Thanks for your concern.

How's the RH?


----------



## shilala (Feb 1, 2008)

I went with option 2 which is option 1.
How the hell are we gonna even tell if someone hits Jersey? It'd really have to be an improvement.


----------



## freakygar (Dec 13, 2007)

shilala said:


> I went with option 2 which is option 1.
> How the hell are we gonna even tell if someone hits Jersey? It'd really have to be an improvement.

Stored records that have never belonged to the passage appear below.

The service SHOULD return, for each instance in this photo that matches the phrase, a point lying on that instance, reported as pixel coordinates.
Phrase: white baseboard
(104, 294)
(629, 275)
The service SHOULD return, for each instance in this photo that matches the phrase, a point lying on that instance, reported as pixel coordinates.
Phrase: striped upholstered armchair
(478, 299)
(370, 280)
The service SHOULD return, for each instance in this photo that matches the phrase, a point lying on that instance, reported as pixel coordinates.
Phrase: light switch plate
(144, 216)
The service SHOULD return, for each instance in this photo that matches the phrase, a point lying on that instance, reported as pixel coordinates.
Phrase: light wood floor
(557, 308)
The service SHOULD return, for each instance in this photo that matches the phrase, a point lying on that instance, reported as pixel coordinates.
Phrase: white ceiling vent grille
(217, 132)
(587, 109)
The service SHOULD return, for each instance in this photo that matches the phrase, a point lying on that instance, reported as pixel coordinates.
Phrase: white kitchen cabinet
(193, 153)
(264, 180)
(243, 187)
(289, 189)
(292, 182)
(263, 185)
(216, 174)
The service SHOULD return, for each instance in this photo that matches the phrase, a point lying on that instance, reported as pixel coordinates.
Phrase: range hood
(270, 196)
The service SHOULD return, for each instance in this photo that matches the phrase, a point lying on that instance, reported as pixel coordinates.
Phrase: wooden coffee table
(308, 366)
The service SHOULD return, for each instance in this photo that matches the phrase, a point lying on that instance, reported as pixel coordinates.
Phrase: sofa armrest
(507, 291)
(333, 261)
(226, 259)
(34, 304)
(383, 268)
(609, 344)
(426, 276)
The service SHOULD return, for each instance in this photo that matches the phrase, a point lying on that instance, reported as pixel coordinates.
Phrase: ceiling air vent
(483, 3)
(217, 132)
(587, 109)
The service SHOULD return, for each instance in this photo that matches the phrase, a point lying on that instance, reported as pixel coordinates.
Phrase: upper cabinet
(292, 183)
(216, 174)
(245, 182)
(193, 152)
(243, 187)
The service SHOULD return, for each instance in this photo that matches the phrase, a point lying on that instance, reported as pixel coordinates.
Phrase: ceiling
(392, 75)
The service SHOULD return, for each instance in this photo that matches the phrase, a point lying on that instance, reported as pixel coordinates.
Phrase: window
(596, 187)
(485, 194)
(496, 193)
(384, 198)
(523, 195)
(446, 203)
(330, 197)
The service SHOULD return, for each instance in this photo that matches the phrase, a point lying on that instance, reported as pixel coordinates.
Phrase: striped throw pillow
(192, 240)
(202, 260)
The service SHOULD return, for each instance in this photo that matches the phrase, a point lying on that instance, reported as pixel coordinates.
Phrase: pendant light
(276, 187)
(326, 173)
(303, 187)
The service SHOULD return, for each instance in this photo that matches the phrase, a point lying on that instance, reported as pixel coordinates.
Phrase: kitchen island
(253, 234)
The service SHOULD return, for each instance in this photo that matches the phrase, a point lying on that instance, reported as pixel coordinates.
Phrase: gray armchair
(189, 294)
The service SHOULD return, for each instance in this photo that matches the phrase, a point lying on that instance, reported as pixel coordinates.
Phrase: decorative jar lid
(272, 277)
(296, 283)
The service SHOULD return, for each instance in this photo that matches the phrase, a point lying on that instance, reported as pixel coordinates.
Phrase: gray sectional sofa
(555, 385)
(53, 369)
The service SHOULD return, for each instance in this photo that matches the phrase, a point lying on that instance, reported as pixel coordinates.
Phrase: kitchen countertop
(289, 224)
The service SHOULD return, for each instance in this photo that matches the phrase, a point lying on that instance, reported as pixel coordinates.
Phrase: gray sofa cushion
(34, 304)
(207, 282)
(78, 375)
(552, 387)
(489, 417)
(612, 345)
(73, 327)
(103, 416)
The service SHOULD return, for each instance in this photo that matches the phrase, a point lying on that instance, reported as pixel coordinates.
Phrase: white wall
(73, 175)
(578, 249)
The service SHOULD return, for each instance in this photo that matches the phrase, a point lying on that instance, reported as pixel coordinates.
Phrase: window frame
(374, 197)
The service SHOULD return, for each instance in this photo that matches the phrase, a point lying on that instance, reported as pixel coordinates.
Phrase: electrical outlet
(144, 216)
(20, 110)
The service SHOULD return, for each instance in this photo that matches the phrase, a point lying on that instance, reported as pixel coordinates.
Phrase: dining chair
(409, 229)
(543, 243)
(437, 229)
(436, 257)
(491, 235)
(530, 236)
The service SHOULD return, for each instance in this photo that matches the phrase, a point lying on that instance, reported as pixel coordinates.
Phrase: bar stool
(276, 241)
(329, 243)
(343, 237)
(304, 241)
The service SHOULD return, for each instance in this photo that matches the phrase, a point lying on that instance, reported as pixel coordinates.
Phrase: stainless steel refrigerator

Most places in Jersey are nice. Over taxed but nice.


----------



## txdyna65 (Aug 21, 2006)

shilala said:


> I went with option 2 which is option 1.
> How the hell are we gonna even tell if someone hits Jersey? It'd really have to be an improvement.


:r:r:r


----------



## shilala (Feb 1, 2008)

ahc4353 said:


> Most places in Jersey are nice. Over taxed but nice.


Which places? The ones in Pennsylvania?


----------



## jquirit (May 14, 2007)

shilala said:


> I went with option 2 which is option 1.
> How the hell are we gonna even tell if someone hits Jersey? It'd really have to be an improvement.


:r

I've never been to Jersey and this comment is hilarious to me!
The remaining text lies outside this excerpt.